The National Bioengineered Food Disclosure Standard was passed six years ago as an amendment to the Agricultural Marketing Act of 1946 in order to nullify state laws mandating that foods made with GMO soybeans, corn, or other GMO crops be labeled as such. The Grocery Manufacturers Association (GMA), which represents the interests of the nation’s largest food and beverage companies, was a key architect of the legislation.
Though the law provides for “a mandatory uniform national standard for disclosure of information to consumers,” the USDA did not adhere to that standard in crafting rules for how the law would be implemented, the court found.

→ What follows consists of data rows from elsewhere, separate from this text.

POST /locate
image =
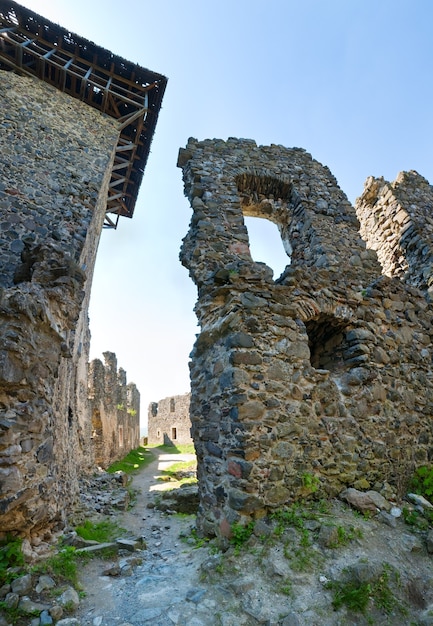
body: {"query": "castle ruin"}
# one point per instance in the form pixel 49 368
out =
pixel 76 127
pixel 114 410
pixel 169 422
pixel 320 379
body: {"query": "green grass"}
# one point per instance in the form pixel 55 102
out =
pixel 356 596
pixel 104 531
pixel 135 460
pixel 172 472
pixel 62 565
pixel 187 448
pixel 11 556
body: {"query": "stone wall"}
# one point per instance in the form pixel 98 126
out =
pixel 55 162
pixel 313 382
pixel 169 422
pixel 115 411
pixel 397 221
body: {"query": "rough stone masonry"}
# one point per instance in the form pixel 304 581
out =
pixel 55 164
pixel 320 379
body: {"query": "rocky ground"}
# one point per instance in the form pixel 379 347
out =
pixel 324 565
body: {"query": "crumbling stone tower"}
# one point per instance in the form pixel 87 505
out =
pixel 114 410
pixel 76 126
pixel 322 378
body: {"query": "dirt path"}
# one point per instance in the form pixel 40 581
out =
pixel 165 588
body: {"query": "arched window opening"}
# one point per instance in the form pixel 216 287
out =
pixel 266 245
pixel 327 342
pixel 265 205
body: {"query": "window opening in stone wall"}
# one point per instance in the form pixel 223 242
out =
pixel 96 424
pixel 266 245
pixel 327 343
pixel 265 204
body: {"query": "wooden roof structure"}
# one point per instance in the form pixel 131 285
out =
pixel 32 45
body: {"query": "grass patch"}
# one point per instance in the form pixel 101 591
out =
pixel 187 448
pixel 356 596
pixel 176 471
pixel 240 535
pixel 103 532
pixel 11 556
pixel 62 566
pixel 135 460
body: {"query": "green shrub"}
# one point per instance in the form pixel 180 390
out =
pixel 11 556
pixel 422 481
pixel 241 534
pixel 103 531
pixel 62 565
pixel 140 457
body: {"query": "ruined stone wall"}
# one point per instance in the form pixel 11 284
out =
pixel 55 160
pixel 114 409
pixel 169 421
pixel 397 221
pixel 316 381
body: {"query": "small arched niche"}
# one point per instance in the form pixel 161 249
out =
pixel 264 203
pixel 327 342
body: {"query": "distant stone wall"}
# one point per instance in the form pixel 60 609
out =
pixel 55 164
pixel 320 379
pixel 114 409
pixel 397 222
pixel 169 421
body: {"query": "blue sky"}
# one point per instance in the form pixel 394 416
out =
pixel 348 80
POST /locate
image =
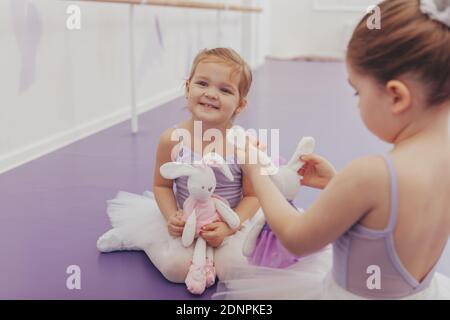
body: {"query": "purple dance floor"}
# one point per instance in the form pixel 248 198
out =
pixel 52 210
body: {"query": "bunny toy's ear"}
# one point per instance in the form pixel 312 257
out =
pixel 172 170
pixel 213 159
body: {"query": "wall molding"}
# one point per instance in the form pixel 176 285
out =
pixel 319 5
pixel 47 145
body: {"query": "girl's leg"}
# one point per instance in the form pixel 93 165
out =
pixel 171 259
pixel 229 254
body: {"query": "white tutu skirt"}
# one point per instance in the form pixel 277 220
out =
pixel 136 223
pixel 310 278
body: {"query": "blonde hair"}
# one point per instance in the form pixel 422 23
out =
pixel 408 42
pixel 230 57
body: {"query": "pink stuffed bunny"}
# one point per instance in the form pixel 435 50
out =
pixel 201 208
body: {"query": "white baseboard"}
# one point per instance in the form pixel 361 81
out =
pixel 44 146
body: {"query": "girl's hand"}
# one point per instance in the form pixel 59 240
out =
pixel 215 232
pixel 175 224
pixel 316 171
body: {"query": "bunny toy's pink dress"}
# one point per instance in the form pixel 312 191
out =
pixel 205 211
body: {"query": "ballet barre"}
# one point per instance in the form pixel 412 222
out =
pixel 185 4
pixel 166 3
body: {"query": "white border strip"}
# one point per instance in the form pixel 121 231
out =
pixel 44 146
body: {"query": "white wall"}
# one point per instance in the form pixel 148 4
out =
pixel 314 27
pixel 59 85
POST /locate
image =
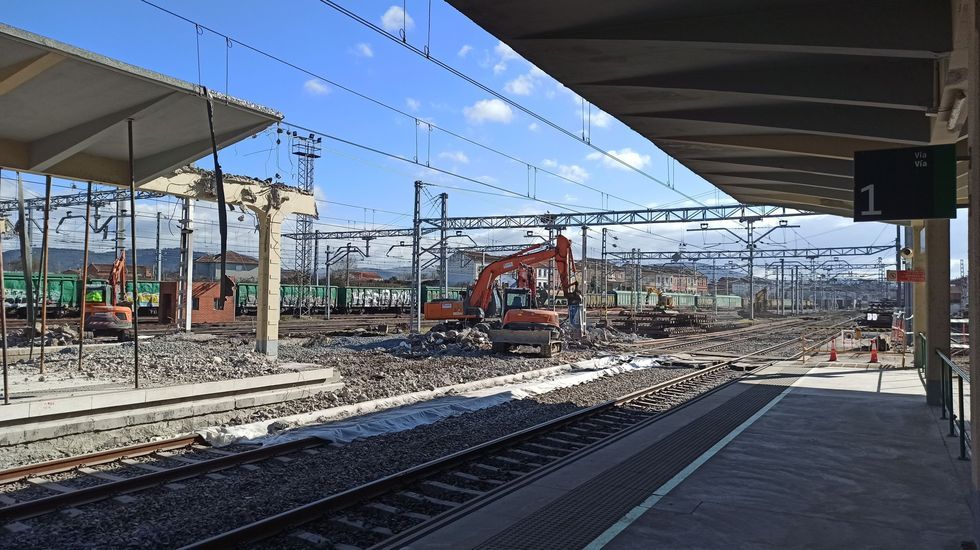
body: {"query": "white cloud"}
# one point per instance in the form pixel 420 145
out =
pixel 625 154
pixel 573 172
pixel 504 54
pixel 522 85
pixel 488 110
pixel 315 86
pixel 600 119
pixel 363 49
pixel 455 156
pixel 393 18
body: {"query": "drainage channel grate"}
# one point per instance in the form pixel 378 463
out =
pixel 578 517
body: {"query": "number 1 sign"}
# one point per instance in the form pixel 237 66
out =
pixel 912 183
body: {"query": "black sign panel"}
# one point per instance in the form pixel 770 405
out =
pixel 912 183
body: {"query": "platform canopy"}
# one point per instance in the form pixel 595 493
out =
pixel 64 112
pixel 766 99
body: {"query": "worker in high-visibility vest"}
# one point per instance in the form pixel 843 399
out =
pixel 94 296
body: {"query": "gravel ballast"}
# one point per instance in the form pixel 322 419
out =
pixel 203 506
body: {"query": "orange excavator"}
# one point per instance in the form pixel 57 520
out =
pixel 103 313
pixel 519 324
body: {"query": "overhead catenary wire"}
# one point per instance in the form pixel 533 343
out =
pixel 498 95
pixel 392 108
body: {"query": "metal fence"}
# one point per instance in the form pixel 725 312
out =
pixel 953 407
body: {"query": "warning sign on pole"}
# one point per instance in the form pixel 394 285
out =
pixel 906 276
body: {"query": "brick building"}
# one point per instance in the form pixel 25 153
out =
pixel 204 305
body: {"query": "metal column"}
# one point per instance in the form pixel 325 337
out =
pixel 185 290
pixel 751 245
pixel 159 271
pixel 416 259
pixel 583 286
pixel 26 254
pixel 972 13
pixel 132 229
pixel 327 304
pixel 443 248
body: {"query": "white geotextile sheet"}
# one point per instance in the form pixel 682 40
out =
pixel 419 413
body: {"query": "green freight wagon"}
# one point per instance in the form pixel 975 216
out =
pixel 63 292
pixel 148 295
pixel 312 297
pixel 681 300
pixel 728 302
pixel 431 293
pixel 373 299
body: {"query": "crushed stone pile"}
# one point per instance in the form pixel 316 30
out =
pixel 449 341
pixel 55 335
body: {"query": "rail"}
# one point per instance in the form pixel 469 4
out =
pixel 269 526
pixel 950 408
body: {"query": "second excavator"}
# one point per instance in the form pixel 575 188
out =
pixel 520 323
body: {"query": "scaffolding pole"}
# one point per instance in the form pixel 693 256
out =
pixel 81 320
pixel 416 259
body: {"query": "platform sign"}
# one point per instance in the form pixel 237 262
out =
pixel 906 276
pixel 912 183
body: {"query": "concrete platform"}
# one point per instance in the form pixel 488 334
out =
pixel 84 412
pixel 846 457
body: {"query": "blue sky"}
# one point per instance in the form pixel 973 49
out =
pixel 326 43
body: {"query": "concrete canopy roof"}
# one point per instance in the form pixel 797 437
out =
pixel 766 99
pixel 64 113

The court said the law specifically requires that a electronic or digital link be accompanied by “on-package language” indicating that the link provides access to food information, along with a telephone number that provides access to the bioengineering disclosure.
The court took note that a study conducted for USDA found “key technological challenges,” including a lack of technical knowledge and a lack of infrastructure that would prevent consumers from obtaining information through electronic or digital disclosure methods.
The court ruled that USDA’s decision to allow for electronic or digital disclosures without requiring additional on-package labeling was a “significant error,” and ordered USDA to correct the rules to comply with the law.
“The court has now confirmed that the USDA acted unlawfully in allowing standalone QR code and other digital and electronic GMO labeling,” Andrew Kimbrell, executive director of the Center for Food Safety (CFS), said in a statement. “This should be a warning to the industrial food sector that avoiding clear on-packaging labeling by using QR codes alone will not pass legal scrutiny.”
CFS filed the court challenge against the USDA in 2020 on behalf of a coalition of nonprofit groups and retailers, including the Natural Grocers retail chain and Puget Consumers Co-op, the nation’s largest community-owned food market. The lawsuit followed the USDA’s rulemaking in December 2018. The labeling law fully took effect this past January.
The court sided with USDA on several other challenges brought by CFS, including upholding USDA’s use of the word “bioengineered” and blocking the use of the descriptions “GE” or “GMO.” The court also ruled that the USDA can continue to exclude “highly refined” products such as sugar from mandatory labeling unless the genetically altered material is detectable through manufacturer testing.